Without giving away many specifics, he said the new products will incorporate a new user interface and make use of emerging speech technologies. The company is also working on a fresh approach towards developing software applications, together with a new file system, Gates said.
"We need to deliver a breakthrough version of Windows that allows PCs and servers to support these next-generation services and host them out there on the Internet," Ballmer said.
Microsoft will spell out its road map in detail at a strategy briefing in the second quarter of this year, Gates said. The first Next Generation Windows Services products will be rolled out soon afterwards, he added.
The forthcoming Windows 2000 operating system as well as new versions of the company's SQL Server database and its Exchange groupware software due in the coming year are also integral components of the new strategy, he said.

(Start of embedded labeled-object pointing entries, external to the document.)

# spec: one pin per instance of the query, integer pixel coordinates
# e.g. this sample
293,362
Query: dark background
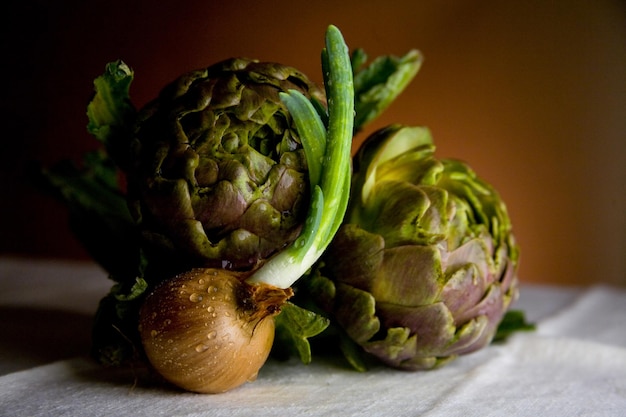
532,94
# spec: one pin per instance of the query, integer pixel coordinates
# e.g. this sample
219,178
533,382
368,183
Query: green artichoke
424,267
218,175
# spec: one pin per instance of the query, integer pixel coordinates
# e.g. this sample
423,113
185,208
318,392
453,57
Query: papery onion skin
208,331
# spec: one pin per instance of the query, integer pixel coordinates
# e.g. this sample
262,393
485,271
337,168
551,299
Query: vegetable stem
329,175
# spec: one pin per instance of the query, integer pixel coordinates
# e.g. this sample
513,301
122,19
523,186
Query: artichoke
424,266
218,176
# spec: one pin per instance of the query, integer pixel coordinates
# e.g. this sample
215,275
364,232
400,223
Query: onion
207,330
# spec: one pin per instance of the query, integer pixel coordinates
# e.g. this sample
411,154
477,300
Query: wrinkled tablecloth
574,364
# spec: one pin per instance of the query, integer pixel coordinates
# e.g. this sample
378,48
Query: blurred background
532,94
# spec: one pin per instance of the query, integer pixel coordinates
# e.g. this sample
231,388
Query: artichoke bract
219,176
424,266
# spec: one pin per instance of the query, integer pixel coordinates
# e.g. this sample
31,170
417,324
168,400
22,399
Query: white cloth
573,365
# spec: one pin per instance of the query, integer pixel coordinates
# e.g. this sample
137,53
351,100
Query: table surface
574,364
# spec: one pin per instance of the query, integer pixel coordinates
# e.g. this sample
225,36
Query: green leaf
514,321
98,212
295,325
379,84
110,112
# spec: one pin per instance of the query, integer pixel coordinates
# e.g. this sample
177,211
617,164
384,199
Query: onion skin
208,331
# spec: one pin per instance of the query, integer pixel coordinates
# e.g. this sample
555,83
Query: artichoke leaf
294,326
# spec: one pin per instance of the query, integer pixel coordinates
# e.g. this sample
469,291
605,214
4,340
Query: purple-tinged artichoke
424,267
218,175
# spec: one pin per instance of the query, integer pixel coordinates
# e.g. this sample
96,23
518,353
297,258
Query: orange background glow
531,93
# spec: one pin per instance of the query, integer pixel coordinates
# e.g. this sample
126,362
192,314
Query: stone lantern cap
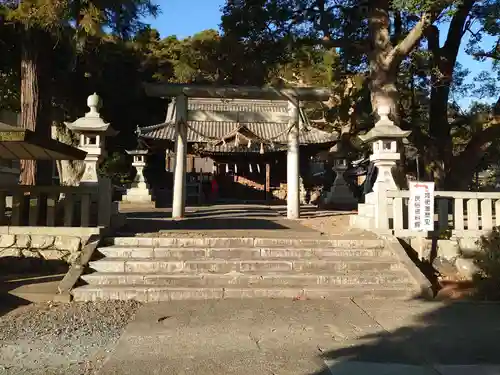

What might Next Generation Windows Services support? One example is an online travel service that not only allows users to book flights online, but also notifies them of changes to their flight schedules via portable, Internet-enabled devices. Friends and relatives will have Internet-based calendars that will reflect the changes in schedule, Ballmer said.
In another example, a user's healthcare records, history and payments could be managed and stored online, once again tying in with an online calendar that notifies the user of upcoming doctor's appointments.
Microsoft will deliver a few of the services itself, Gates said, including services for mobile users, knowledge management workers, and consumers in the home; however, most of the services will be delivered by other companies, he stressed.
Microsoft will compete with IBM, AOL Time Warner, Oracle and Sun Microsystems, all of whom provide online services and the software that supports them, Gates noted.